I'm impressed what MaxFuse can do and interested in exploring it's capabilities in integrating multi-omics datasets, particularly in the context of spatial proteomics and transcriptomics like CODEX and RNA-seq. One question I have is regarding the potential differences between infiltrating CD8 T cells (located within the tumor) and non-infiltrating CD8 T cells. If the protein marker expressions are indistinguishable between these two cell populations, does MaxFuse effectively match cells across different modalities?

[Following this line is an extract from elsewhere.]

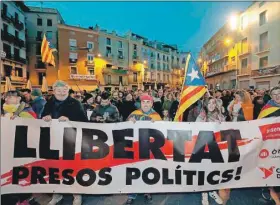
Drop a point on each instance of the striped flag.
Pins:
(193, 88)
(47, 52)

I greatly appreciate the authors' contributions and the opportunity to delve into this exciting field. Thank you!

Sincerely, Kwon

BokaiZhu commented 5 months ago

Hi Kwon,

Sorry for the late reply just saw the question. This is an interesting question. Based on your description, one of the modalities (CODEX) has ZERO information to distinguish these cells (no difference in all proteins at all). In this case I don't see MaxFuse would work well for matching these cells differently to the scRNA-seq data, as MaxFuse does not 'increase' andy information but only use available info from the existing datasets. Let me know if you have more questions and happy to discuss.

Best, Bokai

ssaintsoon commented 4 months ago

Hi Bokai,

Thanks for your kind response. This suggests that separate markers may be needed to distinguish infiltrating/non-infiltrating T cells. Although I haven't assessed the changes in CD8 levels at different sites (inside or outside of the tumor), it looks quite heterogeneous, and I doubt there will be significant differences. I think that adding markers involved in chemoattraction, such as CXCR5 might be a solution.

Once again, thank you for your response, I'll close this issue now. Hope you have a great day!